STJ decide que testamento particular não precisa ser redigido pelo testador

Mas não pode conter rasuras ou espaços em branco, devendo ser assinado pelo testador, depois de ter lido na presença de pelo menos três testemunhas, que também deverão assiná-lo

O STJ (Superior Tribunal de Justiça), instância mais alta que julga questões que não estão ligadas à Constituição Federal, ao julgar caso que impugnava testamento particular, decidiu que não há previsão legal que imponha a necessidade de comprovar que o documento tenha sido digitado ou datilografado pelo próprio testador.


As regras do testamento particular estão no artigo 1.876 do Código Civil. O seu parágrafo 2º diz que, se feito por processo mecânico, "não pode conter rasuras ou espaços em branco, devendo ser assinado pelo testador, depois de o ter lido na presença de pelo menos três testemunhas, que o subscreverão".


Eu já escrevi exatamente aqui no blog que um testamento pode ser feito em casa, como no caso em questão. Nesse caso, se for escrito pelo testador (pessoa autora do testamento) de próprio punho, deverá ser lido em voz alta e assinado quem escreveu, na presença de pelo menos 3 testemunhas, que deverão assiná-lo ao final, juntamente com o testador.


Caso redigido e impresso pelo computador ou outro meio mecânico é necessário que não contenha rasuras ou espaços em branco, que possua a assinatura do testador e, depois de ser lido em voz alta, que seja assinado também por pelo menos 3 testemunhas.


Ocorrendo o falecimento do testador, o testamento particular deverá ser apresentado em juízo para cumprimento das determinações.


Como já dito, o testamento pode ser feito ainda num cartório de notas.


AREsp 1.534.315

Fonte: STJ



Jurisprudência para citação: STJ - AREsp 1.534.315, 4ª Turma, relator Min. Marco Buzzi, julgamento 29/03/2022

AGRAVO INTERNO NO AGRAVO EM RECURSO ESPECIAL – REGISTRO DE TESTAMENTO PARTICULAR – DECISÃO MONOCRÁTICA QUE NEGOU PROVIMENTO AO RECLAMO COM FUNDAMENTO NO ÓBICE DA SÚMULA 7 DO STJ.INSURGÊNCIA RECURSAL DE TERCEIRO INTERESSADO. 1. A análise relacionada aos requisitos de validade de testamento particular constitui controvérsia jurídica, cuja solução, no caso concreto, não demanda reexame de matéria probatória.

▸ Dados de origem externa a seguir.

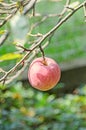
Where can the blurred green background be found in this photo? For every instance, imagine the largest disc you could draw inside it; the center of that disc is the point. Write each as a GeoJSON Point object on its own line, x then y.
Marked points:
{"type": "Point", "coordinates": [21, 106]}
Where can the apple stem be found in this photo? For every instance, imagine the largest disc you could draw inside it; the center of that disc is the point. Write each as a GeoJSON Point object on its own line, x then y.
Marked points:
{"type": "Point", "coordinates": [43, 55]}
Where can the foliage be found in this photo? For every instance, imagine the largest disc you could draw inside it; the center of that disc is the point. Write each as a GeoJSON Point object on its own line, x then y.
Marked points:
{"type": "Point", "coordinates": [27, 31]}
{"type": "Point", "coordinates": [24, 108]}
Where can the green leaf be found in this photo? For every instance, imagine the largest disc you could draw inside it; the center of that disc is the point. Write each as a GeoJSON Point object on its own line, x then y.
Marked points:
{"type": "Point", "coordinates": [10, 56]}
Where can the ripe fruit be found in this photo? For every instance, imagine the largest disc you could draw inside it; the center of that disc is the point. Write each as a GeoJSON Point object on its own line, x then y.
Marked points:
{"type": "Point", "coordinates": [44, 74]}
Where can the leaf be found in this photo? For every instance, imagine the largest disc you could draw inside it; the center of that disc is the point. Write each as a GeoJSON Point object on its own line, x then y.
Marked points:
{"type": "Point", "coordinates": [10, 56]}
{"type": "Point", "coordinates": [2, 32]}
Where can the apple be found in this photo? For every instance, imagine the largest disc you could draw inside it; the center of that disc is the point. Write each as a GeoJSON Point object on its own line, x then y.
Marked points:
{"type": "Point", "coordinates": [44, 73]}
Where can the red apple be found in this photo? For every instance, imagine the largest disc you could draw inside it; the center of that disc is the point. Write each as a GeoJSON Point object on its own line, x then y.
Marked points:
{"type": "Point", "coordinates": [44, 74]}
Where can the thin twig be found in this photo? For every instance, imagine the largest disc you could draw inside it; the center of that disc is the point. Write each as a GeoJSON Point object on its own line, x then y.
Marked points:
{"type": "Point", "coordinates": [42, 39]}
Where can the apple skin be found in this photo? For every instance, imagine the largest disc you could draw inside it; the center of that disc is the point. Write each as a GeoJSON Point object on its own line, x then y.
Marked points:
{"type": "Point", "coordinates": [44, 74]}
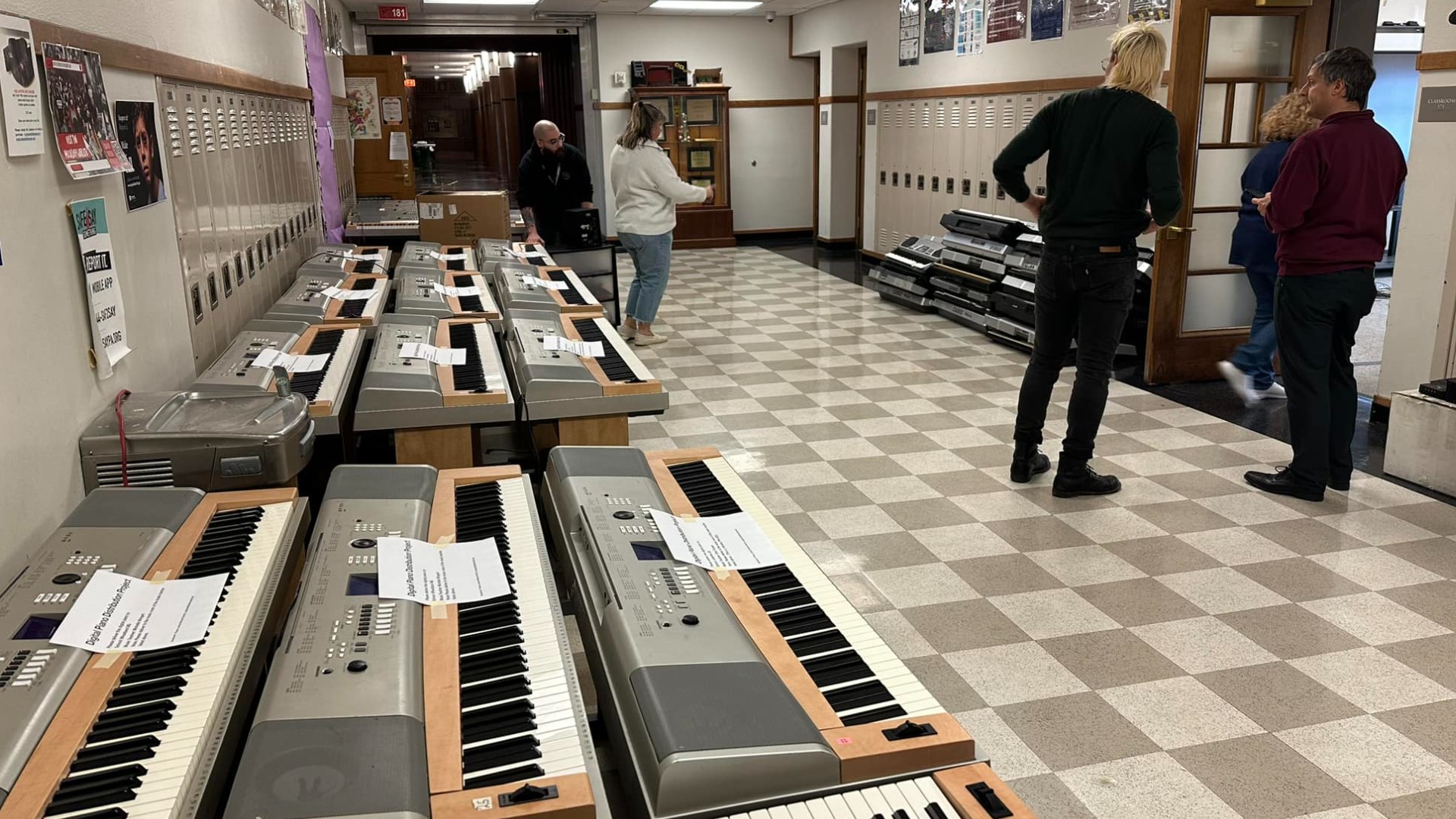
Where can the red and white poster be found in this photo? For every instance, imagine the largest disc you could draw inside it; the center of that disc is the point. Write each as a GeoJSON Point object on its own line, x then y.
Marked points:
{"type": "Point", "coordinates": [80, 114]}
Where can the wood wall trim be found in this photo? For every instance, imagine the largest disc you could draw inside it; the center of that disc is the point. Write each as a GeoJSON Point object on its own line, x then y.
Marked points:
{"type": "Point", "coordinates": [117, 55]}
{"type": "Point", "coordinates": [1436, 61]}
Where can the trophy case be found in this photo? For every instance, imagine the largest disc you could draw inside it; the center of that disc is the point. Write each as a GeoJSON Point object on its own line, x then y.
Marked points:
{"type": "Point", "coordinates": [696, 142]}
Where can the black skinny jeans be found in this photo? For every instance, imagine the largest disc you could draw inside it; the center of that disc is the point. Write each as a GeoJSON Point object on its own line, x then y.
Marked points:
{"type": "Point", "coordinates": [1085, 295]}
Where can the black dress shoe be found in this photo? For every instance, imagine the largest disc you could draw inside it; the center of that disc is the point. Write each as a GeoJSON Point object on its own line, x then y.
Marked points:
{"type": "Point", "coordinates": [1075, 479]}
{"type": "Point", "coordinates": [1027, 463]}
{"type": "Point", "coordinates": [1283, 483]}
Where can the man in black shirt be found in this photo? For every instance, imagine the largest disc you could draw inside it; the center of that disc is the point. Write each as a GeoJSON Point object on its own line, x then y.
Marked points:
{"type": "Point", "coordinates": [552, 178]}
{"type": "Point", "coordinates": [1112, 174]}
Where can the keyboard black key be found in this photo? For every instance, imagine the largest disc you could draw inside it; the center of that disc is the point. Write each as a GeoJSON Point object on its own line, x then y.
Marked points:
{"type": "Point", "coordinates": [858, 695]}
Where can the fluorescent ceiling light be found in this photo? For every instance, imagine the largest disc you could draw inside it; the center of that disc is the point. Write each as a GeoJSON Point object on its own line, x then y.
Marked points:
{"type": "Point", "coordinates": [704, 5]}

Necessário provimento do agravo interno, quanto ao afastamento do óbice da Súmula 7 do STJ, com o consequente conhecimento do recurso especial. 2. Segundo o art. 1.876, § 2o, do CC/02, o testamento particular, quando elaborado por processo mecânico, não poderá conter rasuras ou espaços em branco, devendo ser assinado pelo testador, depois de o ter lido na presença de pelo menos três testemunhas, que o subscreverão. Não se exige, pois, que o documento seja digitado pelo próprio testador. Inexistência de irregularidade que denote a necessidade de anulação do testamento. 3. Agravo interno provido, para conhecer do apelo extremo e, no mérito, negar provimento ao recurso especial.